Memory Error Numpy/Python Euclidean Distance

I'm trying to run a K-Means Clustering algorithm with numpy and python, but keep running into a memory error if I use larger values of K (anything greater than 10 seems to result in the error). I have two numpy arrays of size [42000,784] (the dataset) and [K,784] (the centroids). The memory error occurs when calculating the euclidean distance between each of the centroids and each of the data points. This is the function I have been using:

def dist(a,b):
    a = a[np.newaxis,:,:]
    b = b[:,np.newaxis,:]
    dist = np.linalg.norm((a-b), axis=2) 
    return dist

Is this a memory leak or do I legitimately not have enough memory (I have 8GB)? How can I fix this?

Solution

scipy has built-in functions for distance computations, which are lightning fast compared to home made implementations.

So, the first idea is to replace your whole distance function by the following expression:

from numpy.random import rand
from scipy.spatial import distance

# sample data
a = randn(42000, 784
b = randn(256, 784)

# distance computation
dist = distance.cdist(a, b, metric='euclidean')    # about 8.02 s on 
                                                   # my 8 GB RAM machine

Note that dist in this example is transposed according to your example. If you want to the shape of your example just do dist = distance.cdist(a, b).T.

It is further possible to speed-up the computation a little by omitting the square root operation. You may accomplish this by dist = distance.cdist(a, b, metric='sqeuclidean').

This whole approach does not greatly reduce memory consumption but it takes the memory only for a few seconds.

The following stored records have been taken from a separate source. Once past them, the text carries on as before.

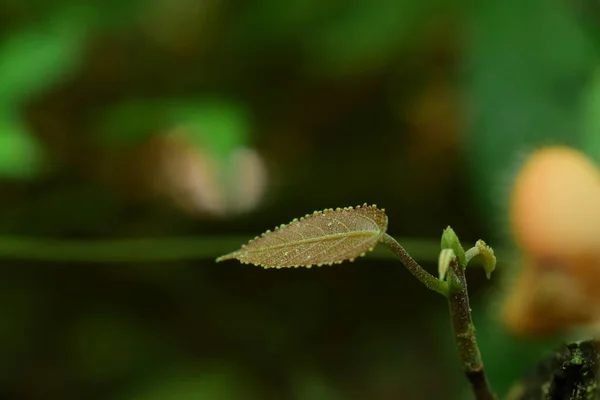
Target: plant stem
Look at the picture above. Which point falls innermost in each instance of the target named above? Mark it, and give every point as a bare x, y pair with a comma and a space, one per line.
428, 280
161, 249
464, 332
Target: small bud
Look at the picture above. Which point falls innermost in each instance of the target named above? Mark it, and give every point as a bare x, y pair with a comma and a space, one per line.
450, 241
446, 257
488, 257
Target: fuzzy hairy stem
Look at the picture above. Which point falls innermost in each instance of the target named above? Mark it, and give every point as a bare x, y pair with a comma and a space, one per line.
425, 277
464, 333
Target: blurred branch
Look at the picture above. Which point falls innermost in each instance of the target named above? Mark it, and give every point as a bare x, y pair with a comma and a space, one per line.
158, 249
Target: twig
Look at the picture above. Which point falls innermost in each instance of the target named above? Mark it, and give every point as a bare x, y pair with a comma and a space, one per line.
464, 333
428, 280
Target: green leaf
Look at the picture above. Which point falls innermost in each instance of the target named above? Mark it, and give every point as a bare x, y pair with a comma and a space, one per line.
450, 241
35, 58
324, 237
215, 125
20, 154
591, 118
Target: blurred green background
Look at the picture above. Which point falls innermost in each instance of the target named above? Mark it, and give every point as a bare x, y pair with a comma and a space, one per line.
140, 139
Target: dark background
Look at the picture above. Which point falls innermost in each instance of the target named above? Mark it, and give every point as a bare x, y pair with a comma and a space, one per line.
124, 120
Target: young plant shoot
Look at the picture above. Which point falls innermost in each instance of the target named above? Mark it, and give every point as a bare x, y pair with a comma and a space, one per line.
336, 235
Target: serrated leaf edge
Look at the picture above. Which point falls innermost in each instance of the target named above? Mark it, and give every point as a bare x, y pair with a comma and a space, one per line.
233, 255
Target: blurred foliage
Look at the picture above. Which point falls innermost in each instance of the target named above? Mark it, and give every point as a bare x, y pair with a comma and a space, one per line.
125, 120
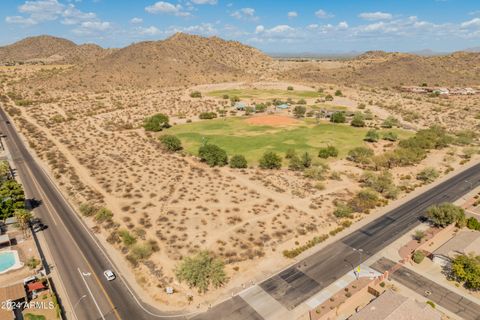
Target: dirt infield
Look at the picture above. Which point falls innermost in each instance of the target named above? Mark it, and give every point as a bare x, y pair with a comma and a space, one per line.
272, 120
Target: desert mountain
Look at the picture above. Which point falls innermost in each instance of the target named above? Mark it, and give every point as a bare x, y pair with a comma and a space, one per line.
179, 60
378, 68
48, 49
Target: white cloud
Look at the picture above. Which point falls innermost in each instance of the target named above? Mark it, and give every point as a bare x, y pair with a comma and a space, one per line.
259, 29
136, 20
471, 23
245, 14
206, 29
20, 20
39, 11
322, 14
72, 15
343, 25
89, 28
204, 1
150, 31
375, 15
292, 14
42, 10
167, 8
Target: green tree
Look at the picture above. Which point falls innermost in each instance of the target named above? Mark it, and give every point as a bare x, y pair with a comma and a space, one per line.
358, 120
372, 136
4, 171
157, 122
418, 256
12, 197
466, 269
390, 122
171, 143
201, 271
238, 162
306, 160
299, 111
428, 175
338, 117
270, 160
326, 152
360, 155
213, 155
445, 214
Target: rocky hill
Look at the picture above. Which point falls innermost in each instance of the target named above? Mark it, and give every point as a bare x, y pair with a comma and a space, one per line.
49, 50
179, 60
377, 68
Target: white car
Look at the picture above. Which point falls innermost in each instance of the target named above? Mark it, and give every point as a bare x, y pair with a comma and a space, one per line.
109, 275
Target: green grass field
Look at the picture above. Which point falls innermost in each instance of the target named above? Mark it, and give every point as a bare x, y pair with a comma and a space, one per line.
264, 93
237, 136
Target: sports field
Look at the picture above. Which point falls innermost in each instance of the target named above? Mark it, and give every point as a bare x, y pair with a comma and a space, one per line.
253, 136
264, 94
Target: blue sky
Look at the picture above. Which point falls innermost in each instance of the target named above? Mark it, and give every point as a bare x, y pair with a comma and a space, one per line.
273, 26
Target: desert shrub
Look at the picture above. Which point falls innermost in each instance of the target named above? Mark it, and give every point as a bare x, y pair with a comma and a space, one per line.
141, 251
103, 214
428, 175
327, 152
382, 183
127, 238
213, 155
390, 136
390, 122
156, 123
299, 111
316, 172
358, 120
342, 210
207, 115
445, 214
170, 142
473, 223
290, 153
87, 209
196, 94
465, 137
466, 269
338, 117
360, 155
364, 200
238, 162
372, 136
270, 160
296, 251
201, 271
418, 256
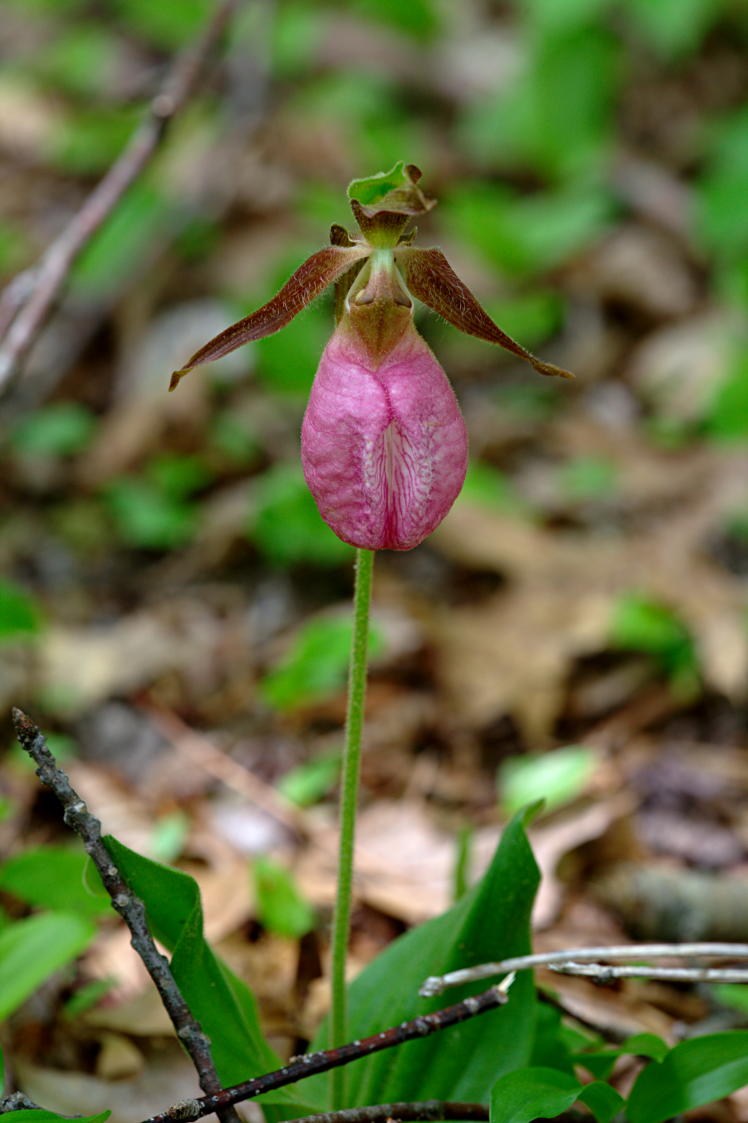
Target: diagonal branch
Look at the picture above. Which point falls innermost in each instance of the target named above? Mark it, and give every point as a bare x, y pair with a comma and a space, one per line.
311, 1064
29, 298
129, 907
406, 1113
582, 961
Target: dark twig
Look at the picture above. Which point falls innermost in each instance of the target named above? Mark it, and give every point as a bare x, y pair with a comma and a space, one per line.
380, 1113
129, 907
29, 298
311, 1064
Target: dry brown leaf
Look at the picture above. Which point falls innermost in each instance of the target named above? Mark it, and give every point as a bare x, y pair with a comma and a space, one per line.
511, 653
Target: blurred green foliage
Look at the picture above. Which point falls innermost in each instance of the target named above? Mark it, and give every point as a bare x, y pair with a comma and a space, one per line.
311, 781
555, 777
284, 522
55, 877
317, 663
156, 510
281, 907
19, 614
640, 623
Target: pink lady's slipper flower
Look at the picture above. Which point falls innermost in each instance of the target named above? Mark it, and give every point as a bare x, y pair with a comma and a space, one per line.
383, 443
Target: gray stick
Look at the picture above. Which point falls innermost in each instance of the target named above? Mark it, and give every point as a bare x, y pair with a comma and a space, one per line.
129, 907
28, 299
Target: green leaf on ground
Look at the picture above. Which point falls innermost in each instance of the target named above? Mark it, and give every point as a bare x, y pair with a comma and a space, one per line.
221, 1003
35, 948
19, 617
530, 1094
55, 877
693, 1074
490, 922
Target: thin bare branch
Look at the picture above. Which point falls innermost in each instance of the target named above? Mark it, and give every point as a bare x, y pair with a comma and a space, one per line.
380, 1113
604, 973
311, 1064
129, 907
435, 984
29, 298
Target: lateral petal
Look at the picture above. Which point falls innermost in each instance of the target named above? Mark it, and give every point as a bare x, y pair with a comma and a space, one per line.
308, 282
431, 280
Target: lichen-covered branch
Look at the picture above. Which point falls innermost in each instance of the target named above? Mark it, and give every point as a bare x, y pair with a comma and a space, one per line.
129, 907
311, 1064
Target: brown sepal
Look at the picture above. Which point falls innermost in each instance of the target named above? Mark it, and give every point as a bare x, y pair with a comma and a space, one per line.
431, 280
308, 282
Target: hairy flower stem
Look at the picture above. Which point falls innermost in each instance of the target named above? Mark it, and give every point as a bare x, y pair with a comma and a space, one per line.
348, 805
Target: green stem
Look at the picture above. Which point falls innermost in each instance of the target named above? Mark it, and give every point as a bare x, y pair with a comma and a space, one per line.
348, 805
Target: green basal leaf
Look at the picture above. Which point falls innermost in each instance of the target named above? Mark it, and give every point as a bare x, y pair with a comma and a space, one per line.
55, 877
19, 617
221, 1003
601, 1061
39, 1115
491, 921
692, 1074
532, 1093
35, 948
602, 1101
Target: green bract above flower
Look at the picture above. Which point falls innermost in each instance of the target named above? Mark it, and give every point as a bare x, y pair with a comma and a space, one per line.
384, 447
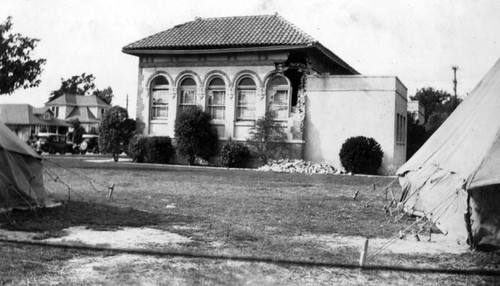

The second idea is to not use home made implementations at all, but some reliabe third party packages, like the well-knwon Scikit Learn:

from sklear.cluster import KMeans
a = randn(4200, 200)

km = KMeans(n_clusters=256)
km.fit(a)                    # about 10 s

One of several advantages of this implementation is, that it automatically decides how to compute the distances so that it does not blow your memory.